However his comments on the need for caution by OPEC may fuel suggestions that Saudi Arabia is reluctant to deviate greatly from the policy it adopted in 2014 of tolerating low prices and seeking to maintain market share.

"OPEC needs to make sure that we don't crimp too tightly and create a shock to the market. We don't want to give the market the opposite signal and shock markets into prices that could be harmful," he said.

Falih added that market conditions had changed since OPEC made its decision in late-2014 not to intervene in the market to support prices -- a time, he said, when booming US shale production was causing a divergence in the market.

"It's a very gentle hand on the wheel and we're not doing anything dramatic, different. I think the market forces have shifted significantly between 2014 and now," he said.

"I spoke in June about the rapidly emerging rebalancing and the fact that I was seeing the convergence of supply and demand, from a very clear [divergence] in 2014, where supply from one region alone, North America, was growing much faster than global demand. OPEC made its decisions not to intervene because there was a long-term structural divergence," he said.

"In June I said that divergence has been reversed and now we're seeing the convergence of supply and demand."

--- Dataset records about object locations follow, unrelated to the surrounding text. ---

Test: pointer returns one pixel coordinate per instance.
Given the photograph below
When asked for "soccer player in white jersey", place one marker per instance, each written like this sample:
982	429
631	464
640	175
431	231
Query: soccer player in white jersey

OPEC ministers who gathered in Algiers last month agreed to take action to support low oil prices. Concessions that would allow output to increase in countries such as Iran and Nigeria are expected, but the details are unclear.

But Falih on Monday stressed he was taking account not only of prices and OPEC producers, but of the global supply and demand picture.

"My eyes are not on the price -- my eyes are on supply and demand... I make sure that we collaborate with our colleagues in OPEC and non-OPEC producers our decisions, our signals, so that we balance the interests of all these stake holders and most importantly the interests of the billions of people around the world" who depend on oil, he said.

Falih also reiterated his worries about a drop in investment in oil and gas globally, either due to current low oil prices or factors such as exaggerated expectations of renewable energy or lack of demand.

"I don't want to shrink it to an issue of targeting a single price for the purpose of maximizing the income of Saudi Arabia," he said.

"I am concerned about all the talk about stranded resources, coupled with the view of abundant oil and the low oil prices in recent time pulling away investment that is needed for the continued growth in demand we anticipate.

"To ensure availability of reliable and sufficient supplies of energy during the transition period we all must recognize that we need the continued use and investment in all energy sources, especially oil and gas, which is the core energy source today," he added.